2

There are two kinds of queries that I ran,

1.A purposely introduced query to perform sorting(order by) in about 10 columns.This uses CPU since sorting is a CPU intensive operation.

The scenario involved running the query which took 30 seconds and ran about 100 of those using simultaneous connections on 100 different tables.CPU usage on a 32 core machine was about 85% on all 32 cores and all 100 queries ran in parallel.

2.Inserting a million rows on a table.

I don't understand why this would consume CPU, since this is purely disk I/O.But I inserted 1 million rows on a single table using 100 simultaneous connections/threads and no indexes where there on those tables,now insert is not the fastest way to load data, but the point here is it is consuming CPU time about 32% on about 10 cores.This is way lesser than the above but still I am just curios.

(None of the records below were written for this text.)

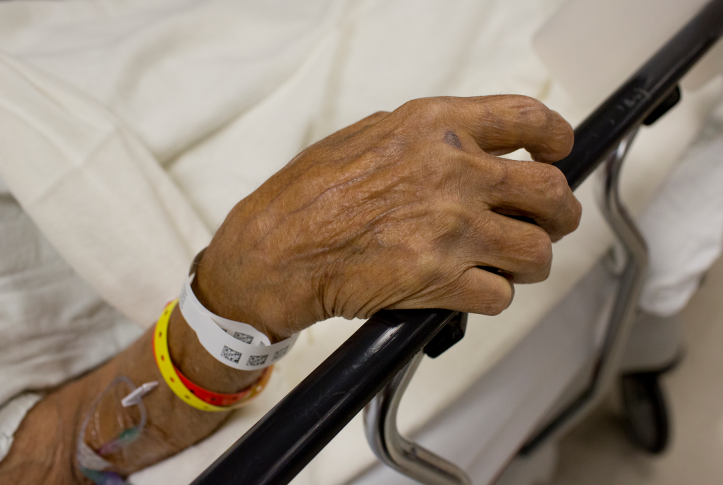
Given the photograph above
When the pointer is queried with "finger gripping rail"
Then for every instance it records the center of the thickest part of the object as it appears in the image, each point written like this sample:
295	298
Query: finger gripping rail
300	425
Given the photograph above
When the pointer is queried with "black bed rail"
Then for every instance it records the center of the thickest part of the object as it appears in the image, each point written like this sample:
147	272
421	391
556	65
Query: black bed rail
299	426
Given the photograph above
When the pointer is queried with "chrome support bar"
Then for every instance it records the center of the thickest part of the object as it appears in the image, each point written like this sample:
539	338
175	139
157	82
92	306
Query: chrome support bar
634	253
380	422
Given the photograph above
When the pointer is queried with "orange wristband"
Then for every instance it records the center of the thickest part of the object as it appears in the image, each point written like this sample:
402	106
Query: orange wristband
187	391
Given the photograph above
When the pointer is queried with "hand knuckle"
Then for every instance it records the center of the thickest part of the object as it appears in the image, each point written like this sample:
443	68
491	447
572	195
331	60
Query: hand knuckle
538	251
424	111
498	300
556	188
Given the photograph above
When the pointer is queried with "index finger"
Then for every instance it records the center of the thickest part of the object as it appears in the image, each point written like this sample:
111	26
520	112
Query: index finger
502	124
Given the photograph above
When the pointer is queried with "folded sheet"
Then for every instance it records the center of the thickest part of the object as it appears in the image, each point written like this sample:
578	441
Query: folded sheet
129	129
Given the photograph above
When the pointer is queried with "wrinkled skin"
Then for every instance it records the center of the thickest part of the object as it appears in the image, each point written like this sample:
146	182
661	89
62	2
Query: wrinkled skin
400	210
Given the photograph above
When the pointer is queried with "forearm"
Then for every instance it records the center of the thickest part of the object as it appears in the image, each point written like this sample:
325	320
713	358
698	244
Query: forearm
45	443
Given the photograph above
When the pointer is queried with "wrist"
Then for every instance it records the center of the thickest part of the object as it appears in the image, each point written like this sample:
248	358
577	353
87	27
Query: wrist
194	362
228	284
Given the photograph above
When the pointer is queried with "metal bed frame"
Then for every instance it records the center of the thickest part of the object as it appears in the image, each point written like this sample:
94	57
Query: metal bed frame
373	367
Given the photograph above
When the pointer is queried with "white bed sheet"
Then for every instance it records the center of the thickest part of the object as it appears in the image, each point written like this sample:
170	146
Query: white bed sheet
164	114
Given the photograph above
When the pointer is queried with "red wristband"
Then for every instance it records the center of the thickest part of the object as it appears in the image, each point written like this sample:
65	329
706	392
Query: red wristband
225	400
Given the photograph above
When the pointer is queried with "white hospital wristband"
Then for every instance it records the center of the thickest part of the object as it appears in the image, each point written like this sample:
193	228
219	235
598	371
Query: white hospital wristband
235	344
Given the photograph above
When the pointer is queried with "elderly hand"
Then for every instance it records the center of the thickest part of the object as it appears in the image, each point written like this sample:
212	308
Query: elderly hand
400	210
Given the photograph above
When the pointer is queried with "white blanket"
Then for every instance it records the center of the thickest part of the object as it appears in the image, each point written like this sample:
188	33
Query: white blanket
129	129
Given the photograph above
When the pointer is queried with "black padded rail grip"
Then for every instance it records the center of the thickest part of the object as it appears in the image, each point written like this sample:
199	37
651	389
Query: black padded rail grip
285	440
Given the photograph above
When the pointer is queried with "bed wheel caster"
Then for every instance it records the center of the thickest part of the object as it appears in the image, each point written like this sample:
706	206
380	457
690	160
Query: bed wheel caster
645	411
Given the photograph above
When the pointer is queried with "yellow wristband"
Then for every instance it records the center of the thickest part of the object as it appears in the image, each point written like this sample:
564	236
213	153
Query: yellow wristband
174	382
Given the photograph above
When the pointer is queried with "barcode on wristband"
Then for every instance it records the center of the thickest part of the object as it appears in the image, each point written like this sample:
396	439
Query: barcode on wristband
230	355
257	360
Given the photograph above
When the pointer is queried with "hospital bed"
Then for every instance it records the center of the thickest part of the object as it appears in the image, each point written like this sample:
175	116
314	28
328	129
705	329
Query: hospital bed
375	365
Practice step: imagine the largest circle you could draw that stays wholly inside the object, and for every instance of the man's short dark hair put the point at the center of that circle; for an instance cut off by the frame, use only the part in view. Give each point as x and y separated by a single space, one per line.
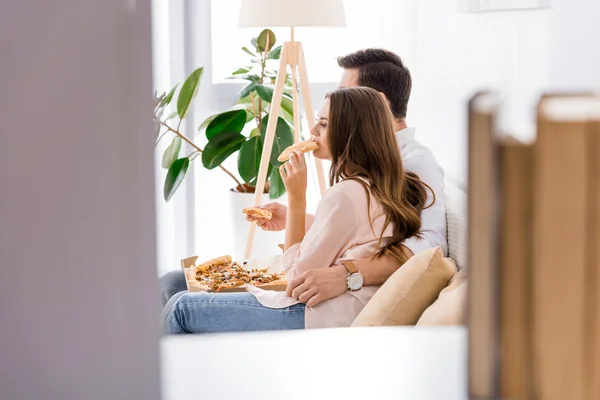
383 71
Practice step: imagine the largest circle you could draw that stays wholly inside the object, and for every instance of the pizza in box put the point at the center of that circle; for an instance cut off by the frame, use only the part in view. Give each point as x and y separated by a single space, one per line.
222 274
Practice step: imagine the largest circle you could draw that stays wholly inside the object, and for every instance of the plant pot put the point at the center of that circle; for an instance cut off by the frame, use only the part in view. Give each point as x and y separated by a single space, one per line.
265 243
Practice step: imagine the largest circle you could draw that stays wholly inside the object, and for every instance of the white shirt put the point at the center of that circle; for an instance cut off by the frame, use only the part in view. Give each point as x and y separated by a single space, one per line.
419 160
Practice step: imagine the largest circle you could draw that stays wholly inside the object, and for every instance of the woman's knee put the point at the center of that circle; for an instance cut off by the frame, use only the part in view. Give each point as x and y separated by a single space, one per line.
171 283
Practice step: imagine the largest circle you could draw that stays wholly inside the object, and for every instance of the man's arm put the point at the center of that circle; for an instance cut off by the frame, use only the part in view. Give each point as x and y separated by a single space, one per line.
317 285
433 218
376 272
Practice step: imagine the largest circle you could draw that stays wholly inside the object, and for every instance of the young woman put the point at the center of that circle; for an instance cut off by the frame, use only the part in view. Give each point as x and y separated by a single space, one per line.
372 206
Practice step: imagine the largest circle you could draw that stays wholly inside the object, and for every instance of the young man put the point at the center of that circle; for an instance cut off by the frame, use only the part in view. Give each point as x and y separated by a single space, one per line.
383 71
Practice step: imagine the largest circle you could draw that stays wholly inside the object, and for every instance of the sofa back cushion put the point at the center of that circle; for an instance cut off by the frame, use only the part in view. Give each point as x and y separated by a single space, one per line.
409 291
456 221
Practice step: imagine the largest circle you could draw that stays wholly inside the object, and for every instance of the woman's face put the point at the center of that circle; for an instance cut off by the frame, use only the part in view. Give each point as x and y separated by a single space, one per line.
319 133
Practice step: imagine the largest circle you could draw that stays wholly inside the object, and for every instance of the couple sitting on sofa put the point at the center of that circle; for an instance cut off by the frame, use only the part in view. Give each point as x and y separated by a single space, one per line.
385 204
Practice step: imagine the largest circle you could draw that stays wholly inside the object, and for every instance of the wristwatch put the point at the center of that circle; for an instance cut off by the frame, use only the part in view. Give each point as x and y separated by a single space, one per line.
355 279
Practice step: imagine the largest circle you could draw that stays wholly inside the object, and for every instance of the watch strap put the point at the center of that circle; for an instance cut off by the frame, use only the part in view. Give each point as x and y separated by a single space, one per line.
350 267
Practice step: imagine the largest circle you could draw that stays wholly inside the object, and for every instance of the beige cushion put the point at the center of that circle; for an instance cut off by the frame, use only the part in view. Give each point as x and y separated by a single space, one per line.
409 291
450 308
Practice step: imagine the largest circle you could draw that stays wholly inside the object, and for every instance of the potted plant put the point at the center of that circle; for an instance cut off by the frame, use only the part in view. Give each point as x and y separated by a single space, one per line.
239 130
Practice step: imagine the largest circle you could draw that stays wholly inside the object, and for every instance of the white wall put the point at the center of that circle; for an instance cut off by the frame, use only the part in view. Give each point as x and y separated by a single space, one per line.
458 54
520 54
78 292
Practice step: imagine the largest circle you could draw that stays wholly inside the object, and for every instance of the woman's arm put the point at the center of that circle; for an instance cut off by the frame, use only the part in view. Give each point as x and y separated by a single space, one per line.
317 285
295 225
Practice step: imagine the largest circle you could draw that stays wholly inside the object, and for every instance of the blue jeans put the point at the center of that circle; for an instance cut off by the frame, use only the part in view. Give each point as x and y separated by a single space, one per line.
227 312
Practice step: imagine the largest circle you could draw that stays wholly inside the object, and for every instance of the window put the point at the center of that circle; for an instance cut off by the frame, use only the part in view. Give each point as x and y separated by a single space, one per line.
374 23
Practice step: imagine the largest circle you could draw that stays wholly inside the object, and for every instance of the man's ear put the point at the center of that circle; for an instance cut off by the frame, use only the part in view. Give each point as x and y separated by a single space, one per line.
383 96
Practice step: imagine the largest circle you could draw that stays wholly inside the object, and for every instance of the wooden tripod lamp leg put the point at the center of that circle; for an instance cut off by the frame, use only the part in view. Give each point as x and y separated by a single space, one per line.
268 144
296 100
310 115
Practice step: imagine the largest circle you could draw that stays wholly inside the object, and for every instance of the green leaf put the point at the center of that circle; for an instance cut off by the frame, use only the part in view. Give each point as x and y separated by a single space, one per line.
247 90
261 41
265 93
277 188
188 91
241 71
175 176
172 115
255 133
229 121
248 51
220 148
274 54
283 138
171 152
207 121
249 159
167 99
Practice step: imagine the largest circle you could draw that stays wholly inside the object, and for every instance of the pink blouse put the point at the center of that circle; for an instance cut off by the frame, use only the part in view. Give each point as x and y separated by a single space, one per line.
341 231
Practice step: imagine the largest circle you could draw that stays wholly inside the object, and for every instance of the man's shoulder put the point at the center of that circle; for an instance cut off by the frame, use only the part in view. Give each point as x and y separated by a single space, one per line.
419 159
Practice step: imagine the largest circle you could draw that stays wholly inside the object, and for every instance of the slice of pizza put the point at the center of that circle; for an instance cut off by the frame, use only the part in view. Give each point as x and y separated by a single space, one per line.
258 212
305 146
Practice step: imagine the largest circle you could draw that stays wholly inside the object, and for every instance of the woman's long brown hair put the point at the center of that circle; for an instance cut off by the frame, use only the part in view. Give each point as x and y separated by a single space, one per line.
363 145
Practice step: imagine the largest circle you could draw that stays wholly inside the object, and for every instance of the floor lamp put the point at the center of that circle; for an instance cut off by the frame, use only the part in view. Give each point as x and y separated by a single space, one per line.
288 13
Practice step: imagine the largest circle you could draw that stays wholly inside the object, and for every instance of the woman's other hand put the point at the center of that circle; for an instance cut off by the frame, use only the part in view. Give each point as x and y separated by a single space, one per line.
277 221
294 176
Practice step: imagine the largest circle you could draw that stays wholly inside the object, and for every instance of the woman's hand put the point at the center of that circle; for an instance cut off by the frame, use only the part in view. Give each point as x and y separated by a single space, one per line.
277 221
294 176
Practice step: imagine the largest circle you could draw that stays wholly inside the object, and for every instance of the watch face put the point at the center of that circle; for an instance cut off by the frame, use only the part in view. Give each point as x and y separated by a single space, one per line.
355 281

I could be wrong because of Wal archiving was on and query log was on - does this contribute to CPU.I am assuming no since those are also disk IO.

There was no other process/application running/installed on this machine other than postgres.

Greedy Coder
  • 1,256
  • 1
  • 15
  • 36
  • 2
    Downvoters : Care to leave a comment ? – Greedy Coder Sep 29 '15 at 15:06
  • Why do you use multithread insert? For performance? You can read http://stackoverflow.com/questions/758945/whats-the-fastest-way-to-do-a-bulk-insert-into-postgres – sibnick Sep 29 '15 at 15:21
  • 1
    I don't understand why you'd think that writing data to a database table is a purely disk i/o process. Every change has to be logged, the blocks have to be modified, the changes have to be preserved in case the operation needs to rollback. It's not like just copying data from one file to another. – David Aldridge Sep 29 '15 at 15:35
  • Well my assumption was pure disk I/O , but I kind of doubted myself and hence the question.Of course it is not just copy paste but what would consume CPU more, and is it something that can be tuned/controlled. – Greedy Coder Sep 30 '15 at 05:27

2 Answers2

4

Many different things:

  • CPU time for query planning and the logic in the executor for query execution
  • Transforming text representations of tuples into their on-disk format. Parsing dates, and so on.
  • Log output
  • Processing the transaction logs
  • Writing to shared_buffers when inserting pages to write, scanning shard_buffers for pages to write out
  • Interprocess communication for lock management
  • Scanning through in-memory cached copies of indexes when checking uniqueness, inserting new keys in an index, etc
  • ....

If you really want to know the juicy details, fire up perf with stack traces enabled to see where CPU time is spent.

Craig Ringer
  • 307,061
  • 76
  • 688
  • 778
1

If your table had a primary key, then it has an implicit index.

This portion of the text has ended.